Written by: Adoni Conrad Quenum
Dans un contexte de développement rapide du paysage numérique, les autorités sénégalaises multiplient les initiatives pour s’adapter aux nouveaux défis du cyberespace. Une récente rencontre illustre cette volonté de mieux encadrer les usages en ligne et de renforcer la protection des citoyens.
Le directeur général adjoint de la Police nationale sénégalaise, le contrôleur général Abdoul Wahabou Sall, a reçu la semaine dernière une délégation de Meta Platforms, la maison-mère des plateformes de réseaux sociaux Facebook, WhatsApp et Instagram. L’objectif de la rencontre est d’explorer de nouveaux axes de coopération en matière de sécurité en ligne.
Les discussions ont notamment porté sur la protection des jeunes et des mineurs sur les réseaux sociaux, ainsi que le renforcement des mécanismes de collaboration opérationnelle entre les forces de l’ordre et l’entreprise américaine. « À cet égard, les représentants de Meta ont réaffirmé leur disponibilité à accompagner la Police nationale à travers des actions de renforcement de capacités », a indiqué la Police sénégalaise.
Ce partenariat devrait se concrétiser par des actions de renforcement de capacités destinées aux unités spécialisées, notamment la division spéciale de lutte contre la cybercriminalité. Des sessions de formation technique sur les outils et le portail dédié aux forces de l’ordre de Meta sont prévues afin d’améliorer la gestion des demandes judiciaires et le traitement des contenus signalés.
Cette initiative s’inscrit dans une tendance plus large observée en Afrique, où les États multiplient les partenariats avec les acteurs du numérique pour faire face à l’expansion rapide des usages en ligne. Dans un contexte de recrudescence des cyberarnaques, du harcèlement en ligne et de la diffusion de contenus illicites, les autorités sénégalaises s’efforcent d’adapter leurs méthodes d’enquête à un environnement numérique désormais au cœur des infractions.

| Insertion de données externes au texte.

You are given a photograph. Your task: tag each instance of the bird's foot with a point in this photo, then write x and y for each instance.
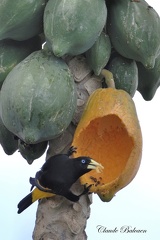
(71, 150)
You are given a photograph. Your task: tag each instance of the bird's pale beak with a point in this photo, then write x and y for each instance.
(95, 165)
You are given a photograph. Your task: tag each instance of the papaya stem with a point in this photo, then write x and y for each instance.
(109, 80)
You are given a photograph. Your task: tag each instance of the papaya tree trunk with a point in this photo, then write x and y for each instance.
(58, 218)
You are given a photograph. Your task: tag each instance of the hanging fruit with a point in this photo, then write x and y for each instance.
(133, 27)
(109, 132)
(72, 27)
(38, 98)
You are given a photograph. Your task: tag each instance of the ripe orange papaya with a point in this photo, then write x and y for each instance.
(109, 132)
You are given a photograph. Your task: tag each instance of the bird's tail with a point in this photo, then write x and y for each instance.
(31, 198)
(25, 203)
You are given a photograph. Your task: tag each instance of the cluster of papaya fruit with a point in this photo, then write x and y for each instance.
(38, 94)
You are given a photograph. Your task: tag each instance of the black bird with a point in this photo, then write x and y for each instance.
(56, 177)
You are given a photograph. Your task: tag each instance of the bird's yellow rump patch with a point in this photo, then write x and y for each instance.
(38, 194)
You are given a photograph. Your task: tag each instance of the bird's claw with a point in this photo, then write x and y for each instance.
(71, 150)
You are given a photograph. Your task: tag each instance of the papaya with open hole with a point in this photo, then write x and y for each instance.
(110, 133)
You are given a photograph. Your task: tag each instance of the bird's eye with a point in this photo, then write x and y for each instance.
(83, 161)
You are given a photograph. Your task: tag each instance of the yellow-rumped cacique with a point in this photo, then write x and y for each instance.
(56, 177)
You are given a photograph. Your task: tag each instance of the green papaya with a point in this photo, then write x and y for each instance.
(30, 152)
(12, 52)
(72, 27)
(148, 79)
(38, 98)
(125, 73)
(98, 55)
(133, 27)
(21, 20)
(7, 140)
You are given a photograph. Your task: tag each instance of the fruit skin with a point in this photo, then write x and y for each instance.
(21, 20)
(98, 55)
(68, 25)
(125, 73)
(38, 98)
(30, 152)
(109, 132)
(133, 27)
(12, 52)
(148, 79)
(7, 140)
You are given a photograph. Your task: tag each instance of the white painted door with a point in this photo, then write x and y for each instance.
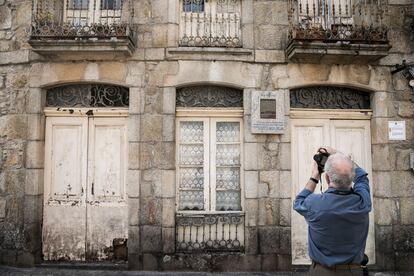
(349, 136)
(85, 209)
(107, 213)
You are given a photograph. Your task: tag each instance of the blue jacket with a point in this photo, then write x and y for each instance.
(337, 224)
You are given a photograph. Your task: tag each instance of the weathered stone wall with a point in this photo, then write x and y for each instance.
(20, 205)
(153, 72)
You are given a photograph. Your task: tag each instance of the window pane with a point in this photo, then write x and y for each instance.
(191, 200)
(111, 4)
(228, 155)
(227, 178)
(228, 132)
(191, 154)
(193, 5)
(78, 4)
(191, 132)
(192, 178)
(228, 166)
(191, 166)
(228, 201)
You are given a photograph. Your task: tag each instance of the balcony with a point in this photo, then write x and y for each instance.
(204, 233)
(337, 31)
(77, 27)
(214, 23)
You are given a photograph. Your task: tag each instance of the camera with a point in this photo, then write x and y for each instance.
(320, 158)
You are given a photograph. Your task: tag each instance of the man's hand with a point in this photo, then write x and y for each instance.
(330, 150)
(315, 172)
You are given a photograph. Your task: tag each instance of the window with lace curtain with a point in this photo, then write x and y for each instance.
(209, 162)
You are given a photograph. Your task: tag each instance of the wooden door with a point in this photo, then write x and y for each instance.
(107, 210)
(85, 209)
(64, 210)
(349, 136)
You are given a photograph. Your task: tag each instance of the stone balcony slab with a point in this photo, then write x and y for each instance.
(81, 49)
(341, 52)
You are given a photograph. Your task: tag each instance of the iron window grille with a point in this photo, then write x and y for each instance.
(88, 95)
(82, 19)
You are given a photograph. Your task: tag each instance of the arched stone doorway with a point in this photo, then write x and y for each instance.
(85, 212)
(327, 116)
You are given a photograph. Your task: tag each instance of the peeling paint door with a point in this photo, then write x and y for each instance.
(107, 210)
(348, 136)
(64, 220)
(85, 210)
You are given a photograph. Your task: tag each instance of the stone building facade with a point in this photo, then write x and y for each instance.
(190, 71)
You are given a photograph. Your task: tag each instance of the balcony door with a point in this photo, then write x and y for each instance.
(349, 136)
(85, 210)
(86, 12)
(214, 23)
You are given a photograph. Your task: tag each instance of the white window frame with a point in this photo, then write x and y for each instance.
(93, 14)
(209, 117)
(211, 22)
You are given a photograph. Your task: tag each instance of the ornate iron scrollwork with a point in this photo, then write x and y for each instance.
(88, 95)
(325, 97)
(209, 96)
(210, 233)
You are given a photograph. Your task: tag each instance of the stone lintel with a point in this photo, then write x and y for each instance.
(335, 53)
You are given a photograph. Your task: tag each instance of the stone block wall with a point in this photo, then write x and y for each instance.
(153, 72)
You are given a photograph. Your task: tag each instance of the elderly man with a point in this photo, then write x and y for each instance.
(338, 218)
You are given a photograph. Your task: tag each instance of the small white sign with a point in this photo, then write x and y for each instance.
(396, 130)
(268, 112)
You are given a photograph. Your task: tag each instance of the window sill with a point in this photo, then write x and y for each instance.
(201, 213)
(210, 53)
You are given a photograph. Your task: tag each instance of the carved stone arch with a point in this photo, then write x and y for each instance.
(329, 97)
(209, 96)
(87, 95)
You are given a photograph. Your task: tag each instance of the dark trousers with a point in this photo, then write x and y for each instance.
(319, 270)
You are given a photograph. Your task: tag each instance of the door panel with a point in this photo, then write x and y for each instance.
(307, 137)
(64, 198)
(349, 136)
(106, 209)
(353, 137)
(85, 212)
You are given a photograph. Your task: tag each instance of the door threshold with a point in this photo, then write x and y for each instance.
(85, 265)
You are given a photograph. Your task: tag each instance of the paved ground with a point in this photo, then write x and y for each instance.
(95, 271)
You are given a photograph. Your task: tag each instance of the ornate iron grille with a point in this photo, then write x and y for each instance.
(209, 96)
(329, 98)
(88, 95)
(214, 23)
(210, 233)
(359, 21)
(82, 19)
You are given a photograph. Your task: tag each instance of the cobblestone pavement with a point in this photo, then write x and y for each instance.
(92, 271)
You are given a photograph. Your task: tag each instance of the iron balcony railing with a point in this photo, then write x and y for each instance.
(213, 23)
(358, 21)
(210, 232)
(82, 19)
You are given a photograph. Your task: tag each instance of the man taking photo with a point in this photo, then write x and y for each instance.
(337, 219)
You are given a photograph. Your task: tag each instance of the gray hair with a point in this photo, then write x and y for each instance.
(340, 170)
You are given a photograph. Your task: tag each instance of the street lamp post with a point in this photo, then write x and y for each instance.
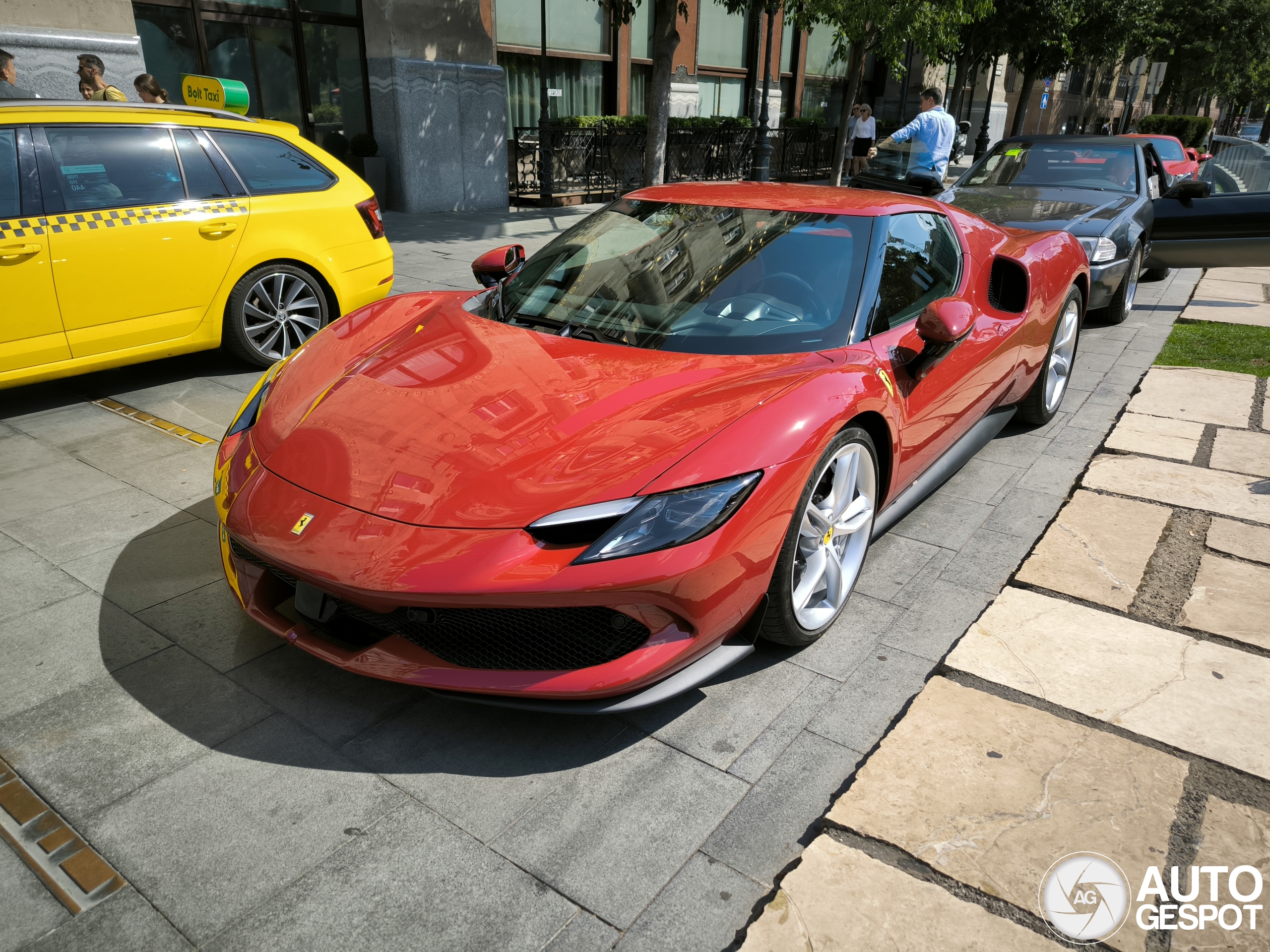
(762, 169)
(981, 141)
(545, 158)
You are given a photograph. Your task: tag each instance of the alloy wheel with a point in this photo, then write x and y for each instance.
(1058, 372)
(281, 313)
(833, 536)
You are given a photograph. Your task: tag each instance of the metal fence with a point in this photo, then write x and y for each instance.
(601, 162)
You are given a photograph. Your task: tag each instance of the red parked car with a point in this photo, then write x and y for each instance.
(675, 429)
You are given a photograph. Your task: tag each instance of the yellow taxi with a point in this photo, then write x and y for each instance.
(131, 233)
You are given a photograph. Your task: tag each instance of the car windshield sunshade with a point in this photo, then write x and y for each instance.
(697, 278)
(1104, 168)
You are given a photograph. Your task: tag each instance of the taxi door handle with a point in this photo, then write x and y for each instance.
(9, 252)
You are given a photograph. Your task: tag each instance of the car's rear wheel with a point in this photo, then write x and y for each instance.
(1047, 394)
(826, 543)
(272, 311)
(1122, 301)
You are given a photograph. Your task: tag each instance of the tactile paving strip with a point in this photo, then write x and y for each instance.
(74, 871)
(172, 429)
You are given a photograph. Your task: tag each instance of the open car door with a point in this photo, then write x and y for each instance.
(1228, 228)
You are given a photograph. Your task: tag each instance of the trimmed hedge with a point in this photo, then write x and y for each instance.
(1192, 130)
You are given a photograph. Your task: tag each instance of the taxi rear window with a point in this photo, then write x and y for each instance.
(268, 166)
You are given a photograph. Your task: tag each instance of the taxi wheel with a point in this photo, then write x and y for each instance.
(272, 311)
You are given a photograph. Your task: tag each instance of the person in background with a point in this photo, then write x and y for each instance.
(149, 89)
(863, 137)
(934, 128)
(91, 71)
(9, 88)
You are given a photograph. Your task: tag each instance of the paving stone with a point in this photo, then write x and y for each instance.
(479, 767)
(155, 568)
(1240, 540)
(211, 625)
(1156, 436)
(765, 833)
(737, 706)
(1228, 598)
(840, 900)
(84, 527)
(1197, 394)
(1241, 451)
(860, 713)
(408, 881)
(258, 812)
(1231, 835)
(91, 746)
(124, 923)
(1098, 549)
(615, 832)
(65, 645)
(1144, 679)
(851, 639)
(1189, 486)
(987, 561)
(31, 583)
(700, 910)
(27, 908)
(992, 792)
(755, 761)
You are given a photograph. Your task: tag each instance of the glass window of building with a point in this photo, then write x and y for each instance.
(723, 39)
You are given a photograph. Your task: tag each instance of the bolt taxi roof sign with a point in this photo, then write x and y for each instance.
(215, 93)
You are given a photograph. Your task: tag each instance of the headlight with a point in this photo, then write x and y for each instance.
(672, 520)
(1099, 249)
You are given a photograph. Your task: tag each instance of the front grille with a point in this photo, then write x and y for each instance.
(492, 639)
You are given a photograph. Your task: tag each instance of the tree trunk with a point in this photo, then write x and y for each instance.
(666, 41)
(855, 74)
(1016, 127)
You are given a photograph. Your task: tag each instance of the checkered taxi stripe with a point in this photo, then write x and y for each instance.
(116, 218)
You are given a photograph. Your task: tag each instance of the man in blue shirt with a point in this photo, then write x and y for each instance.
(934, 131)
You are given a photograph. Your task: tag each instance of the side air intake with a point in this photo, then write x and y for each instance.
(1008, 286)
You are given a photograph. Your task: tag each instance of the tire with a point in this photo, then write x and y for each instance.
(253, 329)
(1047, 394)
(790, 622)
(1122, 301)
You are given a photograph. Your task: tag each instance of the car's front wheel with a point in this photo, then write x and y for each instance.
(826, 543)
(272, 311)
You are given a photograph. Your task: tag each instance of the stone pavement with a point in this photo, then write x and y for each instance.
(1110, 700)
(254, 797)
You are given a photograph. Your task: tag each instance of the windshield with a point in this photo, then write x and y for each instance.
(1169, 150)
(1104, 168)
(697, 278)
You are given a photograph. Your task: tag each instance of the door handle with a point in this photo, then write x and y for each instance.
(9, 252)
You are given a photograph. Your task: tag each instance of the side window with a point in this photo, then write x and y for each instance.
(270, 166)
(10, 186)
(922, 263)
(201, 178)
(115, 167)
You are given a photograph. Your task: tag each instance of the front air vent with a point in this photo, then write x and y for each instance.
(1008, 286)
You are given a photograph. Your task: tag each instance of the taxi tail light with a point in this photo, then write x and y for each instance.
(373, 216)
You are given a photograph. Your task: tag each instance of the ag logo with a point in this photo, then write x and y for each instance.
(1085, 898)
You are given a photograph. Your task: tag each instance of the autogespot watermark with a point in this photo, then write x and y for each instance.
(1086, 898)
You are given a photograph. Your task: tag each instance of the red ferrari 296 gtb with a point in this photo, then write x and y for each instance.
(671, 432)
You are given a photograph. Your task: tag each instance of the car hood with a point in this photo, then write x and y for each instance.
(469, 423)
(1083, 212)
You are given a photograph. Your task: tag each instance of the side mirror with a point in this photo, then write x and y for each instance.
(943, 325)
(1188, 189)
(500, 264)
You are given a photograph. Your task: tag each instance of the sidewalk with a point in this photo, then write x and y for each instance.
(1112, 700)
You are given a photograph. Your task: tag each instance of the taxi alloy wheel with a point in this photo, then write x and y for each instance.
(272, 311)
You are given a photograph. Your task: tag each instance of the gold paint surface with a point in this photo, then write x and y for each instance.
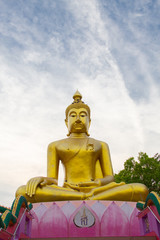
(87, 165)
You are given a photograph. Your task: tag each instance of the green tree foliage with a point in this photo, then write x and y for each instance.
(146, 170)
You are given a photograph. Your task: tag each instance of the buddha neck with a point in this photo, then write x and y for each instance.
(78, 135)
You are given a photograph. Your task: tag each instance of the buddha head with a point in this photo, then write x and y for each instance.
(78, 116)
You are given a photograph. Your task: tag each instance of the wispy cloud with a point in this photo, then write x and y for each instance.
(108, 50)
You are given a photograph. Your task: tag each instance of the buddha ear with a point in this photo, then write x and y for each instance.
(66, 122)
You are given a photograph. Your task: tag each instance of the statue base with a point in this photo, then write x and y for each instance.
(81, 220)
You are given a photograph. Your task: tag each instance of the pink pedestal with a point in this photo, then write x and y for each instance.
(84, 219)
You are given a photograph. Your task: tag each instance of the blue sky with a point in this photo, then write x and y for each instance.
(108, 50)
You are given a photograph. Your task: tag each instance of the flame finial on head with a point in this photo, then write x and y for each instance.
(77, 96)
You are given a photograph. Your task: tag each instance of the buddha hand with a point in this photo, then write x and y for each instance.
(33, 183)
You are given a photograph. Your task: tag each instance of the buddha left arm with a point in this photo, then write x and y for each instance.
(106, 165)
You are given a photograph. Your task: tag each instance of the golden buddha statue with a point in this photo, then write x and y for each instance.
(87, 164)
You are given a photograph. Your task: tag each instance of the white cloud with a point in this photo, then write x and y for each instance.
(41, 69)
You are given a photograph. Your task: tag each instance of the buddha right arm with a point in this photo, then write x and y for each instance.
(52, 172)
(33, 183)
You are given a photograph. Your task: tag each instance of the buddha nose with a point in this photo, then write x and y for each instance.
(78, 119)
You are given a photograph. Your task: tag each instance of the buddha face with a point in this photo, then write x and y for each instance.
(78, 121)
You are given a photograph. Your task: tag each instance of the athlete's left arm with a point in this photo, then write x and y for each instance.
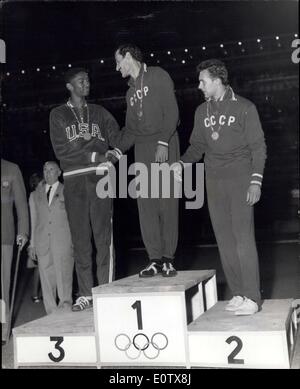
(166, 95)
(256, 142)
(114, 134)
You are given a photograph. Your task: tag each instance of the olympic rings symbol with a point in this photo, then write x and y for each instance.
(140, 342)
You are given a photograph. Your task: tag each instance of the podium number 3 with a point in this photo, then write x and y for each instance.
(231, 357)
(138, 306)
(58, 340)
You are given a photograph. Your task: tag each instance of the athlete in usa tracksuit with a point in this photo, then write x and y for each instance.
(233, 161)
(79, 147)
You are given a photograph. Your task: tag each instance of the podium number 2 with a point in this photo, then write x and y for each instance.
(231, 357)
(138, 306)
(58, 340)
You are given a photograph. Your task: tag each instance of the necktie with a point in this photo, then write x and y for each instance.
(48, 193)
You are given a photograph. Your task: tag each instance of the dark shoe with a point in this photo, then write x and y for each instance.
(82, 303)
(168, 270)
(151, 270)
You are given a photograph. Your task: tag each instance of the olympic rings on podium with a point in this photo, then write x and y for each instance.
(141, 343)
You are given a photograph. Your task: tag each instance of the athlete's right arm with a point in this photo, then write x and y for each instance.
(197, 142)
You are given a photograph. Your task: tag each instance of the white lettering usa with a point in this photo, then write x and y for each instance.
(82, 130)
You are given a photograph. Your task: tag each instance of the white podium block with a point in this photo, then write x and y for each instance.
(143, 321)
(221, 339)
(60, 339)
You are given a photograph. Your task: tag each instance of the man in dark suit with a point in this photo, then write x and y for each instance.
(51, 240)
(13, 193)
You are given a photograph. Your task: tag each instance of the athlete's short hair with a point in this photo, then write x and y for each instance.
(216, 69)
(71, 73)
(135, 51)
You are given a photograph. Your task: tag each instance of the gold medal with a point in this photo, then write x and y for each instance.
(215, 135)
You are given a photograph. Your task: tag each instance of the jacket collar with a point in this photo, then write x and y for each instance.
(143, 69)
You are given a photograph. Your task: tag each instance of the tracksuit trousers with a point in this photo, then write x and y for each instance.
(158, 216)
(233, 223)
(87, 215)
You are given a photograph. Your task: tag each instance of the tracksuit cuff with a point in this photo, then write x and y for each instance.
(256, 178)
(118, 152)
(160, 142)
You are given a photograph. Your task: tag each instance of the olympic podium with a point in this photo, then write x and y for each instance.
(143, 321)
(59, 339)
(160, 321)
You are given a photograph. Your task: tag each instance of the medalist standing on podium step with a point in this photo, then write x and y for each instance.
(228, 131)
(151, 123)
(81, 133)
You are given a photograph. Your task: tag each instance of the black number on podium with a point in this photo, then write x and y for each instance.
(138, 306)
(231, 356)
(58, 340)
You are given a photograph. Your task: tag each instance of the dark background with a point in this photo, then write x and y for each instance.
(45, 34)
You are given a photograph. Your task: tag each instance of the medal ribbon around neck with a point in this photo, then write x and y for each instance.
(86, 135)
(140, 113)
(215, 133)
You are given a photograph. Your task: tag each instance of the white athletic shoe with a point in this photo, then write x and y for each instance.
(249, 307)
(234, 303)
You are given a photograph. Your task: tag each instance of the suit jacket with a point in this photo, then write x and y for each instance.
(51, 229)
(12, 193)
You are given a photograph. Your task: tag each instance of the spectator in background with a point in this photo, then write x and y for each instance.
(13, 193)
(51, 240)
(34, 180)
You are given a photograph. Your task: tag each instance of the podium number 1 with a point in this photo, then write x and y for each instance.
(138, 306)
(239, 344)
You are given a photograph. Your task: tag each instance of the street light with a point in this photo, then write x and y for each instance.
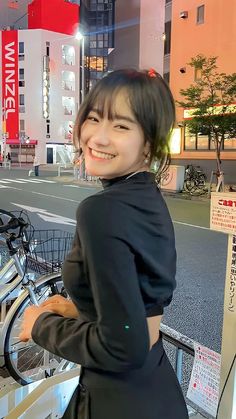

Ces derniers mois, les institutions publiques ont elles aussi été ciblées par des attaques. En octobre, la plateforme des impôts a été piratée, suivie début février d’une cyberattaque visant le département de l’automatisation des fichiers (DAF), une agence qui s’occupe de la délivrance des cartes d’identité, des passeports et des données biométriques. L’attaque a provoqué la suspension temporaire de la production des cartes nationales d’identité.
La coopération avec les plateformes numériques constitue, entre autres, un levier essentiel pour identifier les auteurs d’actes criminels et accélérer le traitement des signalements. Au-delà d’un simple échange institutionnel, elle traduit l’évolution du rôle des forces de sécurité, désormais appelées à intervenir autant dans le cyberespace que sur le terrain.
Le Sénégal a-t-il les moyens d’y faire face ?
Dans son rapport « Global Cybersecurity Index 2024 », l’Union internationale des télécommunications (UIT) a attribué au Sénégal un score de 67,17 sur 100 à l’indice mondial de cybersécurité. Ce score positionne le pays dans la catégorie Tier 3, qui regroupe les pays « ayant obtenu au moins 55/100 et affichant un engagement initial en matière de cybersécurité. Cette catégorie correspond aux États ayant engagé des actions — évaluation, adoption ou mise en œuvre de mesures reconnues — dans un nombre modéré de domaines ou d’indicateurs ».
Depuis cette évaluation de l’UIT, les autorités sénégalaises ont annoncé le New deal technologique, un programme de 1,7 milliard de dollars pour faire du pays un hub technologique à l’horizon 2034. Lors de son lancement en février 2025, le président Bassirou Diomaye Faye a indiqué dans son discours : « nous nous engageons à construire un espace numérique souverain en renforçant notre cyber-résilience, en sécurisant les infrastructures, en protégeant nos données critiques et en réduisant progressivement notre dépendance vis-à-vis des solutions étrangères ».